In the history of Western European art, the creation, study, collecting, and display of drawings has always been held in high regard, in part because of the mystique around the symbiosis between the hand and mind of the artist. The Inquiring Eye presents eleven drawings by Italian, Dutch, British, and French artists from Columbia’s Art Properties collection. Collectively, they offer a glimpse of different techniques, while also reflecting a range of genres and purposes. For the MA students who curated this exhibition, the drawings posed a significant research challenge. The majority of the works entered the collection with questionable attributions and very little documentation. Under the guidance of scholars, curators, and conservators, the students adopted “the inquiring eye” that the analysis of these drawings demanded: they examined the materials; detected repairs; contextualized inscriptions; identified collectors’ marks; and researched attributions.

The drawings on view were selected among 130 works gifted to Columbia in 1990 by the estate of Dr. Lola L. Szladits (Budapest, 1923—New York, 1990), Curator of the Henry W. and Albert A. Berg Collection of English and American Literature at the New York Public Library from 1969 until her death twenty-one years later. Lola, as she preferred to be called, left an indelible mark on the New York library and literary world.

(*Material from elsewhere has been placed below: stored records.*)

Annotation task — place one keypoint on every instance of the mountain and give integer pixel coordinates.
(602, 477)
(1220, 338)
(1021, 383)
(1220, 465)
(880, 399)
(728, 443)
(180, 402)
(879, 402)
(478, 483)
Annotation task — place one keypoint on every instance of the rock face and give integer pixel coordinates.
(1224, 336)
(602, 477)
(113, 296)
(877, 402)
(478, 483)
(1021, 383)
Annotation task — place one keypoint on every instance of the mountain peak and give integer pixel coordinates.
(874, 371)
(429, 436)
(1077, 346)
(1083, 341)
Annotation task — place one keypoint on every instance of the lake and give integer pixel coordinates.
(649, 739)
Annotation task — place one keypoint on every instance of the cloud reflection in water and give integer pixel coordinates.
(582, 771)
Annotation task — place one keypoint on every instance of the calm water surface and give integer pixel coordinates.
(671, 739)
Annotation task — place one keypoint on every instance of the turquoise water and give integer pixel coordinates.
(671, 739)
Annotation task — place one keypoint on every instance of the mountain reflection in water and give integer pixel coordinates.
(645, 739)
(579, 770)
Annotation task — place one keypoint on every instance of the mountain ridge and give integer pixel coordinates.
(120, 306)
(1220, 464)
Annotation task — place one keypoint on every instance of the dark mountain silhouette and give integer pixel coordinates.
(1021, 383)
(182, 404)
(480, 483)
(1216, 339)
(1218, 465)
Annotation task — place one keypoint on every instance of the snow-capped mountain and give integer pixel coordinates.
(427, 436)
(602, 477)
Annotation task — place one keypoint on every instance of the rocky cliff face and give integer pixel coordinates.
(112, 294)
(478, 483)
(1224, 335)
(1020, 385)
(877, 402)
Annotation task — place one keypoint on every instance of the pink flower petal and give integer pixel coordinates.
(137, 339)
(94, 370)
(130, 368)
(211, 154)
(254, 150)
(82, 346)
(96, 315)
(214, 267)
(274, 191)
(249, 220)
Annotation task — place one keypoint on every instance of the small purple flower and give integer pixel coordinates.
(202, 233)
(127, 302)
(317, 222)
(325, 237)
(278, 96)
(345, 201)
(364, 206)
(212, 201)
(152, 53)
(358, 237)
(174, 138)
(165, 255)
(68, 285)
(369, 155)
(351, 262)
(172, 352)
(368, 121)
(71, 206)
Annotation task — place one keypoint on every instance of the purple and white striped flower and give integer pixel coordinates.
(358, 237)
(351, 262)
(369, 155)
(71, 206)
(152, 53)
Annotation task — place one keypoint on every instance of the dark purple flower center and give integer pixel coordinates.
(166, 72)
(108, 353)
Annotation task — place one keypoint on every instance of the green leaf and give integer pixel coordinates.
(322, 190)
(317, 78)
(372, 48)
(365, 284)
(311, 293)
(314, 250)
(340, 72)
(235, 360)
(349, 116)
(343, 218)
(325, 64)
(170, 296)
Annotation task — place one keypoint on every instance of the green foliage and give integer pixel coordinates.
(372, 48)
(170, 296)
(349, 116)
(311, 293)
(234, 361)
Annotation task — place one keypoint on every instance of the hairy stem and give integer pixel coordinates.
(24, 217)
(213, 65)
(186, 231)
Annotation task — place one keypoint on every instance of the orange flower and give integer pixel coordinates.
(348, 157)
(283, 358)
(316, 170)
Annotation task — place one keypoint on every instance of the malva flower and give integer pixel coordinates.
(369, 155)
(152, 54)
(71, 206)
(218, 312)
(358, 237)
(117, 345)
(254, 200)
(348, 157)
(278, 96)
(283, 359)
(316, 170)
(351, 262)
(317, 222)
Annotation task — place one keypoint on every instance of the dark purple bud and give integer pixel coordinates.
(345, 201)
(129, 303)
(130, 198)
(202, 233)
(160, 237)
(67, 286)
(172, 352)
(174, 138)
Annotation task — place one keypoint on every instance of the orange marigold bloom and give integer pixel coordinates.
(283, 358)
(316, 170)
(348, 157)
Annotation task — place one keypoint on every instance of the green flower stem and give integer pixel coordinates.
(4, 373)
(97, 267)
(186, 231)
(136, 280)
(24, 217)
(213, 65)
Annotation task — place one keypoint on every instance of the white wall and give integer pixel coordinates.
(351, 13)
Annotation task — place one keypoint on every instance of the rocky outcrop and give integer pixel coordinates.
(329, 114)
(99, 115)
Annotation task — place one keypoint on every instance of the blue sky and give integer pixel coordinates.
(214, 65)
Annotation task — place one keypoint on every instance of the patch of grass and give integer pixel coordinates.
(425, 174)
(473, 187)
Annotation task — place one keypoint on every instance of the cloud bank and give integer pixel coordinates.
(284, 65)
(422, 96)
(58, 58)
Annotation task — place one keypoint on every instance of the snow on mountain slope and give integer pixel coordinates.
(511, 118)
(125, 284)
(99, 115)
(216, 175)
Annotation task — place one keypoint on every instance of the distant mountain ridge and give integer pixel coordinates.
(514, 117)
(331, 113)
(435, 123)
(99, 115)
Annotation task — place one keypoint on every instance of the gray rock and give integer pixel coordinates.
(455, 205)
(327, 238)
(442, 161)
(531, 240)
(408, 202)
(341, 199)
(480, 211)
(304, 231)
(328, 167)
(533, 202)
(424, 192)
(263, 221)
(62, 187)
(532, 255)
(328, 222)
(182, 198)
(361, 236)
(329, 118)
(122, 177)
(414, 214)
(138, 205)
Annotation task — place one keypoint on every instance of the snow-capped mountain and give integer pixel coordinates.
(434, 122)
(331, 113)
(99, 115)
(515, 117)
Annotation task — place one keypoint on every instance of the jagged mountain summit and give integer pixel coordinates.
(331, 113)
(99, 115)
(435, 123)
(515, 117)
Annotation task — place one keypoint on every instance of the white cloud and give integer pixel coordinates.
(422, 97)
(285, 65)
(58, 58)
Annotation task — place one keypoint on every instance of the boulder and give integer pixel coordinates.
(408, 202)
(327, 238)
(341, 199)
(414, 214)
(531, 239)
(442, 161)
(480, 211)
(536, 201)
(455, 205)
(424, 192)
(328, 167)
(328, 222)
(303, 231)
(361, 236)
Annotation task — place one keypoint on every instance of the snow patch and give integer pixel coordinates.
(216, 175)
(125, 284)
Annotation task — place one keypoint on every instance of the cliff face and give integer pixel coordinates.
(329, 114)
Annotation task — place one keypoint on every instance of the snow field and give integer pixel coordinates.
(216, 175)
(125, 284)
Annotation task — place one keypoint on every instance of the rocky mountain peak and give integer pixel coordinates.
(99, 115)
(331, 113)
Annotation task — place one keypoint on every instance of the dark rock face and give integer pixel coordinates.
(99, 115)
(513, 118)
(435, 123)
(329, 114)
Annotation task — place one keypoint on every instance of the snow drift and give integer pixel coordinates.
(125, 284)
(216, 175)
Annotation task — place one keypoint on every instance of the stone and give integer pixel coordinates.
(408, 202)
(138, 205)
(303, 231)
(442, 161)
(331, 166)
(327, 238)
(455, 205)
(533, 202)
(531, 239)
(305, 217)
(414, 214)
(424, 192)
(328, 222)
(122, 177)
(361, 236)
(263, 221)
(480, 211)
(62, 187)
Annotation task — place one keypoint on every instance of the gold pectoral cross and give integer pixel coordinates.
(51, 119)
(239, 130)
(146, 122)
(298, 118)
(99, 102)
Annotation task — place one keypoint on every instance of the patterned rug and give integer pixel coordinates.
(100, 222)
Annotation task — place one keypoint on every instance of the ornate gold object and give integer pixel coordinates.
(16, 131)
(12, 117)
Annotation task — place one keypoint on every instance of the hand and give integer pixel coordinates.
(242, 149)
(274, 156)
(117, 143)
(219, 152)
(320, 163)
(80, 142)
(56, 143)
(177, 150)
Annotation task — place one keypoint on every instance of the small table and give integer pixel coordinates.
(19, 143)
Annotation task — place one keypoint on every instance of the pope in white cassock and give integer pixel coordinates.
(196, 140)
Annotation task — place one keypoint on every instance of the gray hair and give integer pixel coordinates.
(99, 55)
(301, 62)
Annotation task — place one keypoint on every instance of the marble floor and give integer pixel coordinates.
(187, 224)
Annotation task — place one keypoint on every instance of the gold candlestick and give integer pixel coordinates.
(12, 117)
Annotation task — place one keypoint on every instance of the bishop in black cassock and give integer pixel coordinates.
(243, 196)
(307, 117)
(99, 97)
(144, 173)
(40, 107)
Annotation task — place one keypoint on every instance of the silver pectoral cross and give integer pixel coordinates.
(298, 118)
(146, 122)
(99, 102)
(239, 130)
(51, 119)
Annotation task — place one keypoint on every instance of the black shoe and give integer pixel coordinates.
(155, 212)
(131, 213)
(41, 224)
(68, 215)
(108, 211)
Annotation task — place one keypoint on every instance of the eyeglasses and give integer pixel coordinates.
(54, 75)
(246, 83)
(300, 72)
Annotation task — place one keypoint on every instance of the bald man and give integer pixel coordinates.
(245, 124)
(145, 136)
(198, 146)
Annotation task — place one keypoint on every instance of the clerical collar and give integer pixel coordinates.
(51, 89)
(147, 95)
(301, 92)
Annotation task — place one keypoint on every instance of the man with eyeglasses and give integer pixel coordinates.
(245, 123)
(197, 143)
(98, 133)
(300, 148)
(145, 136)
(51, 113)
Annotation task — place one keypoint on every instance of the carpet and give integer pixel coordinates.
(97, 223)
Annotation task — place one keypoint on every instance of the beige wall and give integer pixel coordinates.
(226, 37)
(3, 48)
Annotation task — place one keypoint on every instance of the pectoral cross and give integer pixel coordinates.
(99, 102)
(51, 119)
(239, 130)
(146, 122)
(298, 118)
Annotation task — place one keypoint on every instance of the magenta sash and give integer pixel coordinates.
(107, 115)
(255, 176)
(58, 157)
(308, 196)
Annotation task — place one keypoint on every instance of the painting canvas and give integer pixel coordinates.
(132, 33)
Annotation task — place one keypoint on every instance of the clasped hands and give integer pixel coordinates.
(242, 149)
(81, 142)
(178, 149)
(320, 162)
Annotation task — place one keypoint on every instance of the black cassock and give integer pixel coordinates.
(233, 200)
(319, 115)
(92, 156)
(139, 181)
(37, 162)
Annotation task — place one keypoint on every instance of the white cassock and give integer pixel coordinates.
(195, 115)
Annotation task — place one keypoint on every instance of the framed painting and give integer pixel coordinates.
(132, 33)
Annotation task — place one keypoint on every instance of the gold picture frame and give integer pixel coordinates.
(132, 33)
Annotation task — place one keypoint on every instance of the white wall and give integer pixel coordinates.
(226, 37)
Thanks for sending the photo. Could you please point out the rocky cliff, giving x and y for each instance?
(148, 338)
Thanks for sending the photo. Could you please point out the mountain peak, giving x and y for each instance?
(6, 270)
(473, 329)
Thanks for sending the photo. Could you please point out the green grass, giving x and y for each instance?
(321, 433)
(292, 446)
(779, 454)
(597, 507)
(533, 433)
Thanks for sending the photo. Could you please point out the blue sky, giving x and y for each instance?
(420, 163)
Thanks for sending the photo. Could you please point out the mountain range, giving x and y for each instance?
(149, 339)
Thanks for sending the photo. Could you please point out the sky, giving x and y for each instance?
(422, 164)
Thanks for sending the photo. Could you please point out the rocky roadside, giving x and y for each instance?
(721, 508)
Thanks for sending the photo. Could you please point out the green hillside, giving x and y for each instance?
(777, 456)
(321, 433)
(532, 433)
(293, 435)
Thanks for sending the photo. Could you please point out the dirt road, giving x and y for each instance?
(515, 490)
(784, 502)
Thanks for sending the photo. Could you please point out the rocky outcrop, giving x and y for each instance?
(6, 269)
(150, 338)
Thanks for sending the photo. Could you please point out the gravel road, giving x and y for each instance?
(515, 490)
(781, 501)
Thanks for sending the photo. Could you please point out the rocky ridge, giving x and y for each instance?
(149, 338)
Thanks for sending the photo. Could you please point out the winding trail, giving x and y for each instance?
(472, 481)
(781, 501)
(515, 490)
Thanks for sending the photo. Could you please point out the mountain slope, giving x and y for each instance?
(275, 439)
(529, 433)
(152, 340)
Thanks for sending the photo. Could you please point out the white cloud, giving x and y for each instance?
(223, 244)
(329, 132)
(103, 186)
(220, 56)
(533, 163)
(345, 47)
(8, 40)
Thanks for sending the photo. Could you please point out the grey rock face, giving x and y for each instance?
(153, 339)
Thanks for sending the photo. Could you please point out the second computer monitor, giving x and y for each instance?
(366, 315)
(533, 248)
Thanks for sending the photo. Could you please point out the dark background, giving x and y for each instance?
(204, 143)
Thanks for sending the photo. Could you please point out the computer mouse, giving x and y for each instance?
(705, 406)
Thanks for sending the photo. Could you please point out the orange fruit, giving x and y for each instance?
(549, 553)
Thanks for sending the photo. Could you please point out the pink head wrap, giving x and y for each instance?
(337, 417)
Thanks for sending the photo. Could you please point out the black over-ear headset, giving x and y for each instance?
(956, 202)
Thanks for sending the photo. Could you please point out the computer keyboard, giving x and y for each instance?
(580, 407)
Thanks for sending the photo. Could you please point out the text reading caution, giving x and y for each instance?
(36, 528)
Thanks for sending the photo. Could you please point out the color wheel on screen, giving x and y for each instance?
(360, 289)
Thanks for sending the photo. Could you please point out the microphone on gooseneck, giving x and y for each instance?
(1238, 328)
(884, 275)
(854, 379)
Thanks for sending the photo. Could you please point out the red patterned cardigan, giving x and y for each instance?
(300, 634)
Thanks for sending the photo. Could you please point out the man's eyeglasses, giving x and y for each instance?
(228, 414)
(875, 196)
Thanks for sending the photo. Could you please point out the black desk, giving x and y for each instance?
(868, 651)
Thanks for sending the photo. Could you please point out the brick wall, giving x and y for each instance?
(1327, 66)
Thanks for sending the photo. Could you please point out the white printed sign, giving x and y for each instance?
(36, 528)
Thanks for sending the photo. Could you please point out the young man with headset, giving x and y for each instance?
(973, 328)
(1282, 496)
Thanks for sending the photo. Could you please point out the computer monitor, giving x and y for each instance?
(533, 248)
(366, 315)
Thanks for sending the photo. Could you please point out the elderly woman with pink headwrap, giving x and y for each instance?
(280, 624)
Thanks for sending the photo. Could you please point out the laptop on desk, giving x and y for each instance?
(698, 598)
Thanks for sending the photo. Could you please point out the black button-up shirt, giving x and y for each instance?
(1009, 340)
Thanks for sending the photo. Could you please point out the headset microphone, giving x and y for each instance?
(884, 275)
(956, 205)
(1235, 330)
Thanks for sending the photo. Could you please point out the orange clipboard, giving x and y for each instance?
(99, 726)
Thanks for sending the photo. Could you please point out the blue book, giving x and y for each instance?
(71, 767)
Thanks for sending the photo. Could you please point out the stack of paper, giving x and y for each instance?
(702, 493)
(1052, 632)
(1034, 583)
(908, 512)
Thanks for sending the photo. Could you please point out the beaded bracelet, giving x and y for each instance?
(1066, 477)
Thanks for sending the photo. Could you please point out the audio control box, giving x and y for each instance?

Her relentless acquisition of books, manuscripts, and papers transformed the Berg Collection; the 35 exhibitions she curated brought a vast range of Anglo-American literature to a wider public; and her powerful personality shook this male-dominated field. As a private collector, Lola’s taste leaned toward Western European drawings spanning the sixteenth through the nineteenth century, as this exhibition reflects.

The Inquiring Eye has been shaped not only by Lola the private collector—a little-known aspect of her life—but also Lola the professional curator. In the profile that The New Yorker devoted to her in 1984, she stated: “[The Berg] is a research collection, not a museum. It has to be used. It is alive.” The Inquiring Eye echoes Lola’s mission. First, it shows material from a study collection (in contrast to a museum collection), that is, material that tends to be kept away from the public’s eyes. Second, it approaches this material through notions of “use” that defined Lola’s relation to the Berg Collection, in this case, the use of drawings toward training in object-based art historical research. Presented in the year that would have marked Lola’s 100th birthday, The Inquiring Eye is driven by these mindsets of study and use, with a focus on art from her own collection.